Türkiye iktisadının bu yılın ikinci çeyreğinde 2023 yılının birebir devrine nazaran yüzde 2,5 büyüdüğünü hatırlatan Avdagiç, şöyle devam etti:
“Büyüme verisinde dikkat çeken noktalardan biri, dezenflasyon programının hedeflediği üzere tüketimin sert halde daralmış olması. Endüstride ve yatırım harcamalarındaki daralma, bizim için üzerinde durulması gereken göstergelerdir. Tabir yerindeyse uyarıcı niteliktedir. Bu yılın birinci çeyreğinde güçlü bir görünüm sergileyen yatırım harcamaları, ikinci çeyrekte makina ve teçhizat yatırımlarındaki yüzde 5,6 daralmanın tesiriyle, büyümeye 0,1 puan üzere epey düşük bir katkı verdi. Münasebetiyle yatırımlarda ivme kaybı ve bilhassa makine ve teçhizat yatırımları dikkatle takip edilmeli.
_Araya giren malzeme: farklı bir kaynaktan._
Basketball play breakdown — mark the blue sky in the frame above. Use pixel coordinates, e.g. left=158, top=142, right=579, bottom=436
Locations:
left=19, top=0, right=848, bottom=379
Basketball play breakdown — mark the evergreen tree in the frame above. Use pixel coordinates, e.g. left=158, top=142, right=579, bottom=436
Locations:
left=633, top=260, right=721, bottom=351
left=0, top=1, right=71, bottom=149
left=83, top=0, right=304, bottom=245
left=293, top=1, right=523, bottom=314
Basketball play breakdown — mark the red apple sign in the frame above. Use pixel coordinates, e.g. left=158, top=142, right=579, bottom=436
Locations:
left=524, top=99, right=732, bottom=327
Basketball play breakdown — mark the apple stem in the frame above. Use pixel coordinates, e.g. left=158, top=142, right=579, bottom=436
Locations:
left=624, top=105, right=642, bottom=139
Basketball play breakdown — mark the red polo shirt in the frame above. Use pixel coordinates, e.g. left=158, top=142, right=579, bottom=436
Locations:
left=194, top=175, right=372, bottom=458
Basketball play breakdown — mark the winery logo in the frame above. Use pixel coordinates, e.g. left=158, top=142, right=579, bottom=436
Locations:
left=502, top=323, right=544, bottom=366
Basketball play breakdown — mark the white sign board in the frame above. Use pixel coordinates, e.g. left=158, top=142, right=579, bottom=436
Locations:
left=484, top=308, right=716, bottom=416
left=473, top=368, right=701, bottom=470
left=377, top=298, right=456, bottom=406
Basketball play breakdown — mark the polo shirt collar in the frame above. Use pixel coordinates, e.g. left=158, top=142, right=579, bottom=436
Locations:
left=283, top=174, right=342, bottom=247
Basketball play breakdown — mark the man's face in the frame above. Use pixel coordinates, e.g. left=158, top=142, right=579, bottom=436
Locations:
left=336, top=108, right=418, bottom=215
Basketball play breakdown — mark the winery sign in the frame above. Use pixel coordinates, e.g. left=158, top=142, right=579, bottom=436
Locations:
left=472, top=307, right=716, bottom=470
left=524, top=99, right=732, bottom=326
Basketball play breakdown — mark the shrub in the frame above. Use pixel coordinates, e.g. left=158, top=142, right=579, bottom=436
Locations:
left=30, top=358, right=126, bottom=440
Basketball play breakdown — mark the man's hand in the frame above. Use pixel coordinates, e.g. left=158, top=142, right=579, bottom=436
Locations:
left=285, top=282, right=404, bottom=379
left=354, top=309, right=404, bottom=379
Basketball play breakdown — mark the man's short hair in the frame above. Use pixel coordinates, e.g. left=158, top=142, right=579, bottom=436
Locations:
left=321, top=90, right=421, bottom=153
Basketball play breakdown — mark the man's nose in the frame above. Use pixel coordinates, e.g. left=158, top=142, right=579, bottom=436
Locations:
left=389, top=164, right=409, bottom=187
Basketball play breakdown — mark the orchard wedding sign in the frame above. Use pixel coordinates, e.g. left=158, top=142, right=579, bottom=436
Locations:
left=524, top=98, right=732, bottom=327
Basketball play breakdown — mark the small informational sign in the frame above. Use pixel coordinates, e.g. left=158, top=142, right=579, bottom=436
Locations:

Türkiye hiçbir koşulda büyüme dinamiklerinden feragat etmemeli.”
“Batıda faizlerin inmesinden doğacak fırsat alanlarını değerlendirmeliyiz”
Şekib Avdagiç, Türkiye iktisadının ikinci çeyrek itibariyle 1,2 trilyon dolarlık bir büyüklüğe ulaşmasının değerli olduğunu, ikinci çeyrekte net ihracatın büyümeye 1,3 puanla olumlu katkı vermesini olumlu bulduklarını kaydetti. Avdagiç, yeniden işgücü ödemelerinin gayrisafi katma kıymet içindeki hissesinin artmasının da gelir dağılımındaki düzgünleşme ismine değerli olduğunu söyledi.
Konuşmasında global iktisattaki gelişmelerin Türkiye’ye tesirlerine de değinen İTO Başkanı Avdagiç, dünyada enflasyonda düşüş eğiliminin sürdüğünü ve Batı ekonomilerinde faiz oranlarının aşağı taraflı bir eğilim izlediğini tabir etti.
Avdagiç, “Bizim açımızdan bu gelişmelerin şöyle yeterli bir yanı var. Hem dünyada faiz oranlarının aşağı çekilmesinin, hem de Türkiye’nin ana ihracat pazarlarında ekonomik aktivitenin güzelleşmesinin; ‘uygun maliyetli dış kaynak girişinde’ ve ‘ihracatımız üzerinde’ olumlu tesir yapmasını bekliyoruz. Buradan doğacak fırsat alanlarını kalıcı olarak kıymetlendirmeli ve çıkar hanesine yazmalıyız” dedi.